Stale templates applied to wrong-shape pages produced 1 char of
MainContent while combinedText looked fine (header + footer
selectors found chrome). esprit-barbecue, nike, rei collections
recovered.
HeuristicBlockClassifier: empty-semantic-wrapper handling and
body-spanning <form> fall-through.

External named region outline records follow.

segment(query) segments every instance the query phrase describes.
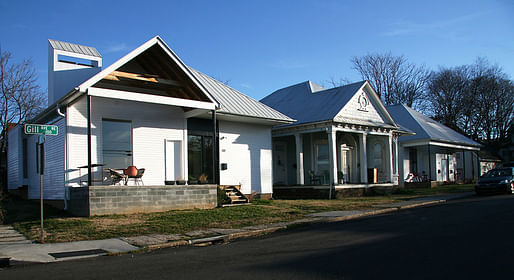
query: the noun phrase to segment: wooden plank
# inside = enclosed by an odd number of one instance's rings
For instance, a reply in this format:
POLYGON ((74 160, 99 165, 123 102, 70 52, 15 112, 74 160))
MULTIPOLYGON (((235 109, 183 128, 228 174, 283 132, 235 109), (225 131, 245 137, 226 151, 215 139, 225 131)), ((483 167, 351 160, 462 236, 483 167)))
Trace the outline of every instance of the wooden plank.
POLYGON ((176 86, 176 87, 182 86, 182 83, 179 81, 159 78, 157 75, 137 74, 137 73, 122 72, 122 71, 113 71, 112 73, 105 76, 104 79, 111 80, 111 81, 120 81, 120 78, 126 78, 126 79, 138 80, 138 81, 150 82, 150 83, 165 84, 165 85, 171 85, 171 86, 176 86))

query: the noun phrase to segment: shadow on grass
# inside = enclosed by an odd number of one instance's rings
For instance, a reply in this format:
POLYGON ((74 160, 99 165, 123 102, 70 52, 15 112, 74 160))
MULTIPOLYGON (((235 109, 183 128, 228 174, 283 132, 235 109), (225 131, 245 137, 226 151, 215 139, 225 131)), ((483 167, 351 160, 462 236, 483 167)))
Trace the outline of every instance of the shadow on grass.
MULTIPOLYGON (((69 217, 64 210, 44 205, 44 218, 69 217)), ((19 197, 0 193, 0 224, 13 224, 39 221, 39 201, 26 200, 19 197)))

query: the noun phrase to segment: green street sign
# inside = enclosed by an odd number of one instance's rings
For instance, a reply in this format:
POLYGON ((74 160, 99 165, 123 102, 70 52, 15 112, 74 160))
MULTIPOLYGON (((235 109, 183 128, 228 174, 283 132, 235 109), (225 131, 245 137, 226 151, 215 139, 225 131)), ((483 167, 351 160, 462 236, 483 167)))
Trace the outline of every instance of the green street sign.
POLYGON ((59 127, 56 125, 25 124, 25 134, 57 135, 59 127))

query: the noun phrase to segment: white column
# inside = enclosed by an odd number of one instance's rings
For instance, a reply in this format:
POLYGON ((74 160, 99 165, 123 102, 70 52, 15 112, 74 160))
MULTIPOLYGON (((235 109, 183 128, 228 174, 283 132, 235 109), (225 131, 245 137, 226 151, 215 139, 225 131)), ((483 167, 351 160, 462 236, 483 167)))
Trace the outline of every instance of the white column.
POLYGON ((359 134, 359 151, 361 164, 361 183, 368 183, 368 156, 366 152, 366 133, 359 134))
POLYGON ((303 137, 301 134, 295 134, 294 139, 296 142, 296 183, 298 185, 305 184, 303 172, 303 137))
POLYGON ((184 135, 182 137, 182 179, 186 181, 189 177, 189 170, 187 169, 189 166, 187 161, 187 129, 187 119, 184 119, 184 135))
POLYGON ((396 162, 394 164, 394 169, 395 169, 395 175, 398 177, 398 184, 400 183, 400 157, 399 157, 399 152, 398 152, 398 136, 394 136, 393 137, 393 140, 394 140, 394 158, 396 159, 396 162))
POLYGON ((337 185, 336 131, 328 132, 328 161, 330 163, 330 185, 337 185))
POLYGON ((387 157, 389 165, 389 181, 393 182, 393 137, 392 135, 387 136, 387 157))

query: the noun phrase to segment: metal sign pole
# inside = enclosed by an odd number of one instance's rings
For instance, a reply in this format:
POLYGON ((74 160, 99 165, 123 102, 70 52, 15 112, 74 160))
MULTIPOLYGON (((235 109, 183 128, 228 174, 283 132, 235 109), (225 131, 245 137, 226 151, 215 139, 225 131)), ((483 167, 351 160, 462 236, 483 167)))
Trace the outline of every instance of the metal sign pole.
POLYGON ((43 227, 43 174, 45 169, 45 140, 46 135, 58 135, 59 127, 56 125, 44 125, 44 124, 25 124, 24 125, 25 135, 39 135, 39 141, 37 148, 39 149, 39 162, 36 166, 39 166, 39 208, 40 208, 40 219, 41 219, 41 243, 45 243, 44 227, 43 227))
POLYGON ((45 235, 44 235, 44 227, 43 227, 43 172, 44 172, 44 146, 45 143, 45 135, 39 136, 39 207, 40 207, 40 220, 41 220, 41 232, 40 232, 40 240, 41 244, 45 243, 45 235))

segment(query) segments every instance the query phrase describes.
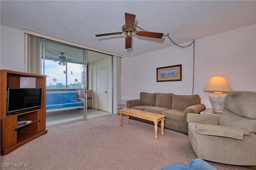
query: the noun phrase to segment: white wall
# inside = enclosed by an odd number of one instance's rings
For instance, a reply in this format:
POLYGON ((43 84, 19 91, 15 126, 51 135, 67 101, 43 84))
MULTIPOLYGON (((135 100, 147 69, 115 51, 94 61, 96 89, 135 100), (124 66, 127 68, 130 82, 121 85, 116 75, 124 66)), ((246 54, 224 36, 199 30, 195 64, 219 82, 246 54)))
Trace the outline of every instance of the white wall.
MULTIPOLYGON (((0 29, 0 68, 25 72, 23 31, 3 25, 0 29)), ((202 89, 212 76, 225 76, 234 91, 256 91, 256 32, 253 25, 195 40, 194 94, 200 96, 206 107, 211 107, 208 96, 212 93, 202 89)), ((142 91, 191 94, 193 50, 192 46, 174 46, 131 58, 124 56, 122 98, 138 98, 142 91), (182 81, 156 82, 157 68, 180 64, 182 81)))
MULTIPOLYGON (((212 107, 208 96, 212 92, 202 89, 212 76, 224 76, 234 91, 256 91, 256 30, 253 25, 195 40, 194 94, 200 96, 207 108, 212 107)), ((122 98, 139 98, 141 92, 192 94, 193 53, 193 45, 174 46, 130 58, 124 56, 122 98), (157 68, 180 64, 182 81, 156 82, 157 68)))
POLYGON ((0 68, 24 72, 25 34, 1 25, 0 68))

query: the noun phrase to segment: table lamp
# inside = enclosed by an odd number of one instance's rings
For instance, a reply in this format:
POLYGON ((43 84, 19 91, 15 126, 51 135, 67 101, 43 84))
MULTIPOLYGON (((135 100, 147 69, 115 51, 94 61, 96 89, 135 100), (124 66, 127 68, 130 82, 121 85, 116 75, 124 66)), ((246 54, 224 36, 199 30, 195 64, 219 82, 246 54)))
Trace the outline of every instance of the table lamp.
POLYGON ((227 80, 222 76, 212 76, 203 90, 215 92, 209 96, 209 100, 213 111, 218 113, 223 112, 224 109, 224 104, 226 94, 222 92, 233 91, 227 80))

ASP.NET WebForms pages
(drainblasterbill, etc.) recovered.
Framework-content-class-hints: 20 new patterns — Discourse, phpBB,
vBulletin, PrestaShop, WooCommerce, Shopify, BigCommerce,
Squarespace, Webflow, Wix, Joomla, GitHub Pages, plus some misc.
Benchmark harness
WCXB harness gains --operator-templates <root> for loading
YAML files produced by `template train`, --page-ids for fast
repro of individual failures.
Aggregate WCXB (1495 dev pages, Wcxb profile):
| System | F1 | Precision | Recall |
|-------------------|-------:|----------:|-------:|
| StyloExtract v1.8.0-alpha.2 | 0.760 | 0.756 | 0.849 |
| rs-trafilatura | 0.859 | 0.863 | 0.890 |
| Trafilatura | 0.791 | 0.852 | 0.793 |
| Readability | 0.675 | 0.685 | 0.713 |
Compatibility
Backwards-compatible with 1.8.0-alpha.1. All changes are either new
code paths (Discourse extractor, Wcxb profile, train CLI), strictly
better selection (the heuristic fixes), or schema-additive
(TemplateEnrichmentJob gains optional Kind / BadMarkdownSample with
default Induce). Existing operator templates and trained YAMLs from
alpha.1 continue to work unchanged.
Suite: 486 tests across 10 projects, all green.